Jeff Gladstein stands in front of the damage done to the electric service entrance at the rear of his 613 Church Street property in Decatur. Photo by Dean Hesse.

This story has been updated. 

Decatur, GA — Church Street Station LLC co-owner Jeff Gladstein said his buildings at 609 and 613 Church Street haven’t had power in three weeks.

That’s because of the damage caused by a city of Decatur sanitation truck. The truck caused a power outage in downtown Decatur on Aug. 4 which prompted an evacuation of the DeKalb County courthouse. The truck’s front, hydraulic-lift arms were still raised while the truck was moving. It struck several sets of power lines, causing them to fall into the road.

Gladstein, a real estate developer, says the city won’t cover all the damage caused by the sanitation truck. The city says it has done everything it can to make it right.

Gladstein said the crash damaged his building’s electrical wiring, which will cost more than $20,000 to fix. Initially, the city’s insurer offered him $6,000, Gladstein said. But the city says the insurer actually cut him a check for $21,081.77. Gladstein said he hasn’t received the check and that’s not enough to cover the cost. He said he’s gotten two estimates for the work: one for $26,500 and one for $29,000 for the electrical work. “It’s not enough, and they know that.”

“Georgia Power will not reconnect power to the building until we replace most of the wiring,” Gladstein said.

The damaged electric service mast at the rear of Jeff Gladstein’s 613 Church Street property in Decatur. Photo by Dean Hesse.

He also said city officials didn’t notify him of what happened and that his building could’ve been further damaged as a result. He discovered what happened on his own.

“We just wrote a check last week for forty grand for property taxes, and what are we getting in return? Negative service,” Gladstein said.

City Manager Andrea Arnold said all claims are handled by the city’s insurance company.

“It is my understanding that the insurance company issued a check to Mr. Gladstein on Aug. 22nd for the damages, and Mr. Gladstein is aware of that,” Arnold said. “City staff are not involved in determining claims settlement amounts.”

Arnold said the city’s insurance adjuster tried to reach Gladstein, but his voice mail was full. She said it was determined that the buildings were not in immediate danger.

“Police and Fire responded to the accident site and ensured people and property were safe,” Arnold said. “After the accident, Georgia Power was notified immediately and was on the scene quickly. Georgia Power shut off power to make the scene safe for their crews to assess the scene and make repairs safely.

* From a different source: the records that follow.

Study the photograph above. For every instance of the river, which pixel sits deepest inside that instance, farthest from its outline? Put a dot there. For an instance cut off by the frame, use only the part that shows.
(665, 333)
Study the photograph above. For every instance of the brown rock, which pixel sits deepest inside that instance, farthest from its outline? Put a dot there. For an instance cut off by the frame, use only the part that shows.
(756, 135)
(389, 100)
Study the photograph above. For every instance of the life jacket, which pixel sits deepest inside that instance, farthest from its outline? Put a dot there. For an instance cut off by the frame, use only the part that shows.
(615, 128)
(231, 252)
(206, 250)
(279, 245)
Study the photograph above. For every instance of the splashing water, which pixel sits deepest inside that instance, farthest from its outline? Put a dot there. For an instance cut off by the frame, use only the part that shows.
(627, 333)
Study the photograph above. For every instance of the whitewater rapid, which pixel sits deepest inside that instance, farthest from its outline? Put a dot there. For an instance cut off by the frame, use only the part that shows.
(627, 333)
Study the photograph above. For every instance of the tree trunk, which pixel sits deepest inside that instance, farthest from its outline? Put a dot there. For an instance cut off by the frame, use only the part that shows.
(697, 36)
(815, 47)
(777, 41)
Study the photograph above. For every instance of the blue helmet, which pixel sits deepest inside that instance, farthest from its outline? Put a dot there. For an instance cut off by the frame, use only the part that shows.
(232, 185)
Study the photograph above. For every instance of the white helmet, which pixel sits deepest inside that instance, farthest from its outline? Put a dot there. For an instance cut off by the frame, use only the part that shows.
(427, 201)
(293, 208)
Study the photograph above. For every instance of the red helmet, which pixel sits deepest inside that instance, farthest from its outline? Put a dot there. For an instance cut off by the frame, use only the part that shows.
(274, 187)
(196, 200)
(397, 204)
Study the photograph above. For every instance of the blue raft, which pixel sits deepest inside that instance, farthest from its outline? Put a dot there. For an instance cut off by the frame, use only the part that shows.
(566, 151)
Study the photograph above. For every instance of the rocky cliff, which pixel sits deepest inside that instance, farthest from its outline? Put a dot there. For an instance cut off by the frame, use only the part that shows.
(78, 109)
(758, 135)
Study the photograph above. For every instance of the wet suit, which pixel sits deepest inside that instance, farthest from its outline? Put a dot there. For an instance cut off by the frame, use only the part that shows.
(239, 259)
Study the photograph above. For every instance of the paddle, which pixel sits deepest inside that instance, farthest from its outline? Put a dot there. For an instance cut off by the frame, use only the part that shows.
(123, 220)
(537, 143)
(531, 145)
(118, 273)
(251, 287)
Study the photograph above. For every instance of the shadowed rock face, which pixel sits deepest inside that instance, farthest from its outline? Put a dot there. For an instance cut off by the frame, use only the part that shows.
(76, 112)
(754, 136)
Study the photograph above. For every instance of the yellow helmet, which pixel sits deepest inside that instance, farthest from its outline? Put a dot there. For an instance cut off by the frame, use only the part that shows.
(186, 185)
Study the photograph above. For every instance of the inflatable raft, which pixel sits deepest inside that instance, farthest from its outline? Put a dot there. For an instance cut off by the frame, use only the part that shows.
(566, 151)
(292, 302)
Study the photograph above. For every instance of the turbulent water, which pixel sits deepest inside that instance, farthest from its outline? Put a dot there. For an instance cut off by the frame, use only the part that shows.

Normally, property owners would be notified onsite, but 609 and 613 Church Street are unoccupied.  There was no imminent fire or safety risk identified for the property. I also understand that the insurance adjuster had difficulty reaching Mr. Gladstein because his voicemail was full.”

She said city staff and the police chief met with Gladstein after the incident happened.

“The city regrets that this accident occurred, and we are sorry for any inconvenience that was caused to surrounding businesses and property owners,” Arnold said. “I believe the city, Georgia Power, the insurance company and all parties involved were responsive to impacted property owners and business owners.”

Correction: The original version of this story contained incorrect information about what the city’s insurer offered the property owner. This story has been updated with the correct information.